Today we will be assembling the sequencing reads from our Agrobacterium tumefaciens genomic DNA extractions from Week 1. The samples were sequenced on an Illumina MiSeq over the weekend, and today we will be assembling the short reads into longer genome sequences using the program Velvet.

First, make sure you are in your home directory, the "~" is a shortcut for your home folder:

cd ~

We will make a new folder called sequencing_reads. This folder is where we will put the the forward and reverse sequencing reads from the MiSeq run of your Agrobacterium genome samples. These reads have been trimmed so that only high quality reads remain. Change into that directory with the command:

mkdir sequencing_reads

cd sequencing_reads

and type 


We will now copy the sequencing read files for one of the 17 sequenced genomes. These files are stored in the folder "/nfs1/Teaching/CGRB/dbbc_s16/data/reads"

Let's look at the files in that folder:

ls /nfs1/Teaching/CGRB/dbbc_s16/data/reads/

Each pair of files is named isolate#-R1.fastq and isolate#-R2.fastq, where # is a number from 1 to 17. Copy the isolate files with the number matching the number on your desk. For example, if you are at the computer marked "lab5", your number is 5.

(replace 5 with your number)

cp /nfs1/Teaching/CGRB/dbbc_s16/data/reads/isolate5-* ./

Let’s look at what some of these reads look like by typing the following command:

less isolate#-R1.fastq

Each sequence has 4 lines, the first starts with “@” and is the identifier for that sequence. The second line contains the actual DNA sequence. The fourth line contains the quality score for each base in the sequence. Each character corresponds to a number that represents the quality of that DNA base being correct.

Lets make a new directory for our genome assembly. First, go up one directory to your home directory

cd ..

and make a new folder called genome_assembly:

mkdir genome_assembly

and change directory into that folder

cd genome_assembly

To assemble these reads into longer genome sequences, we will use the program Velvet. This program can take a long time to run since it has to piece together millions of reads. Velvet has two parts, velveth and velvetg.

Here are the commands to run Velvet:

velveth ./kmer75assembly 75 -shortPaired -fastq -separate ../sequencing_reads/isolate#-R1.fastq ../sequencing_reads/isolate#-R2.fastq

where # is your isolate number. Once velveth is done running, then run:

velvetg ./kmer75assembly

If there is an error message, please ask one of the TAs for help and they will help you get it running again.

Once the velvet commands have finished running, let’s check and see what output it produced. 

Type the ls command again to see what files are in your current directory.


You should see a folder called kmer75assembly. This folder contains your assembled genome and other files from the assembly process. Change directories to that folder and list the files inside.

cd kmer75assembly


You should see a file named "contigs.fa". This file contains your assembled genome sequences. 

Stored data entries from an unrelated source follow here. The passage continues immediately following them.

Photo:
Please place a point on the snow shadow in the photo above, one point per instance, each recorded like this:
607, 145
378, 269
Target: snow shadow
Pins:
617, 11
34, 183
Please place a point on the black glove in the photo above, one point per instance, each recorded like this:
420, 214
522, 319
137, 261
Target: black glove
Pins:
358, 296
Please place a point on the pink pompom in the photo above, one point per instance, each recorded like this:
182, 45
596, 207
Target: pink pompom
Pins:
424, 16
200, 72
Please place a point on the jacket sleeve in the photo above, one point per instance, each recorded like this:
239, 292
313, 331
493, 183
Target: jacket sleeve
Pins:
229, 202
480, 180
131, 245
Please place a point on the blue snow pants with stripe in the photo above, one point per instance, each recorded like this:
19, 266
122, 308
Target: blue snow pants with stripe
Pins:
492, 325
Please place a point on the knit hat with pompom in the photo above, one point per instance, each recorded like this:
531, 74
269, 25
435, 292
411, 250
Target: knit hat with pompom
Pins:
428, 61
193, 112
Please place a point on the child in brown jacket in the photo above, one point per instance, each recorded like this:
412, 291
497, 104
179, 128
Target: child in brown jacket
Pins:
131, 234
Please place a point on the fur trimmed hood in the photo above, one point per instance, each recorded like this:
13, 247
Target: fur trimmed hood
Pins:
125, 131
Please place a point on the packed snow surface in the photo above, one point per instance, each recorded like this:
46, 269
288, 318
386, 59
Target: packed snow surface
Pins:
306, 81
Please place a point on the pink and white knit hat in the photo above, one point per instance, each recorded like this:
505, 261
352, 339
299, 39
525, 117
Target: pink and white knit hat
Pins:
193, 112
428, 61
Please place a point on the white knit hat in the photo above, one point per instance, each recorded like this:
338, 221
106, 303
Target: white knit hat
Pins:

Let’s look at the very beginning of this file to see what they look like. Type the following command:

less contigs.fa

These are your assembled contigs. Unfortunately we cannot piece together all of the contigs together because the sequencing reads are so short. To do that we would need to do several more sequencing runs with longer reads. However this gives us a majority of the genome of our organism.

Let’s take a look now at some of the statistics from our genome assembly. Run the following command: contigs.fa

This shows various statistics of the results of your Velvet assembly. Look for the line that says “Number of scaffolds”. This number is how many pieces (or contigs) your final genome assembly was assembled into. The lower this number is the better. 

Look for the line that says “Total number of bases in assembly”. This is the total length of your assembled genome sequence in nucleotide bases. This number should be around 5 million, the estimated size of the Agrobacterium tumefaciens genome.

Also look at the line that says “Longest scaffold”. This is the length of your longest contig.

If you finish early, try assembling your genome again using a different “kmer” size with the velveth command and then the velvetg command. That is, try replacing the number 75 with an odd number between 19 and 149 and see if the number of scaffolds you get changes for better or for worse. A kmer is the length of DNA sequence that velvet will split your reads into before aligning them. For example, a kmer size of 75 (or “75-mer”) will align pieces of your reads together that are 75 bases long.

Be sure to go back up a folder (cd ..) before starting again, and pick a new name for your assembly folder in the velveth and velvetg commands (ie. “kmer149assembly”) so that your old assembly does not get overwritten.

Which kmer size gave you the best assembly?